Dit betekent een afstand doen van het alles zaligmakend stelsel, afstand ook van de toch theoretisch zo schitterende planologische voorstellen, een afstand nemen van alle berekeningen, die sociaal wetenschappelijk op verleden gebaseerd blijken te zijn, maar in de werkelijkheid steeds weer tot misvattingen voeren. Bovenal betekent die lawine, dat men in toenemende mate afstand zal moeten doen van het denkbeeld, dat, aan de hand van wetenschap en theorieën, de mensheid zonder meer op verantwoorde wijze geleid kan worden, waarbij men met de menselijke eigenschappen slechts beperkt rekening zal moeten houden. En dat zal velen zwaar vallen, ook al dwingen de feiten hen uiteindelijk dit in te zien.

Dit zijn natuurlijk moeilijke zaken voor een wereld, die juist de laatste jaren haar vertrouwen in deze dingen is gaan stellen en meent daaruit de verlossing te kunnen verwerven. Maar men zal moeten beseffen, dat ook cijfers niet alle waarheid kunnen bevatten. Natuurlijk, de mensen zullen wel vol blijven houden, dat twee en twee altijd vier is. Maar of dit nu werkelijk altijd juist is, weet ik werkelijk nog niet. Wanneer ik twee emmers water uitstort op de grond en daar dan nog eens twee emmers bijstort, wat heb ik dan? Vier emmers water? Neen. Een poel, een plas. Daar haal je nooit meer dezelfde vier emmers water uit.

Een ander voorbeeld? Iets, waarvan men afneemt, weggeeft, wordt altijd minder, maar is dit dan geheel waar? Wanneer ik een idee heb en ik geef dit aan een ander, die op zijn beurt mij een van zijn denkbeelden geeft, zo zijn wij niet armer, maar rijker geworden; wij hebben nu beiden twee ideeën in plaats van één.

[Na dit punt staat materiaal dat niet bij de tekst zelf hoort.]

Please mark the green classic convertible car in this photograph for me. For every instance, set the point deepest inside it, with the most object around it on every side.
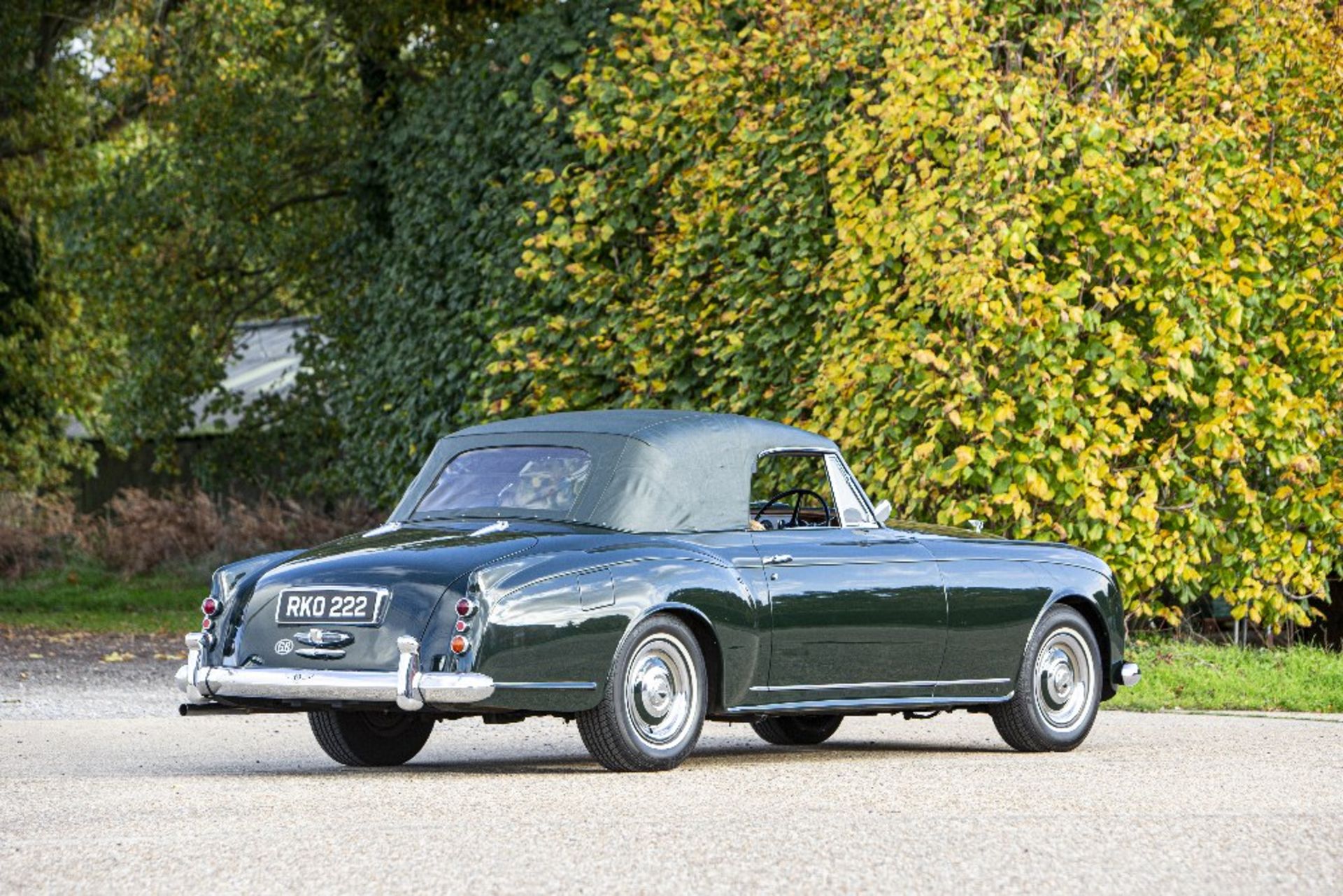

Met deze beelden wil ik alleen maar duidelijk maken dat al die berekeningen, ‘volgens Bartjens’, voor de mens lang niet altijd passen. In de mens bestaan vele waarden, die zeer relatief zijn en nooit kunnen worden uitgedrukt in stoffelijke getallen. Neem bv. het idee: welvaart. Deze welvaart is niet, zoals men verkeerdelijk wel eens meent, een soort rijkdom in stoffelijke waarden. Wanneer men zich daaraan bindt, zal niemand ooit volgens eigen denken werkelijk welvarend genoeg zijn, terwijl men anderen welvarend zal noemen, zonder dat dezen het daarmede eens hoeven te zijn.
Welvaart is in feite een tevredenheid, waarbij men de mogelijkheid heeft om te leven en in staat is de oorzaak van die tevredenheid ook verder te handhaven. Want in dat geval alleen zult u overtuigd zijn, dat u wel vaart, dat het u goed gaat. Alle luxe, loonsverhoging kan u niet aan een blijvende welvaart helpen.

Het is goed de belangrijkheid van dit menselijke en vaak wisselvallige element te overwegen. Het betekent dus, dat men een stad kan bouwen volgens ideale normen, die toch niet ideaal zal zijn, omdat het ideaal zijn van de stad nu eenmaal niet uit stedenbouwkundige normen alleen af te leiden valt, maar grotendeels afhankelijk is van de mensen, die daarin wonen. Omgekeerd kan een stad, die vanzelf is gegroeid, niet aan stedenbouwkundige normen beantwoorden, maar een eigen karakter bezitten, waardoor zij voor de mensen, die er wonen een zeer grote betekenis krijgt en voor hen een ideale omgeving blijkt te zijn. De mensen van heden menen, dat de mens zich bij de plannen zal leren aanpassen.
Wij weten, dat dit niet mogelijk is, zonder de mens een groot deel van zijn waardevolle menselijke eigenschappen te ontnemen. Daarom zullen wij vanuit de sferen in moeten grijpen. Wij zullen de mensen duidelijk moeten maken, dat de beste plannen en de mooiste idealen waardeloos zijn, tenzij zij in de mensen leven en door de mensen zelf zonder enige dwang geheel vrijwillig worden verwezenlijkt, zodat alle dwang beperkt zal moeten blijven tot hetgeen voor een handhaven van een samenleving onontbeerlijk is.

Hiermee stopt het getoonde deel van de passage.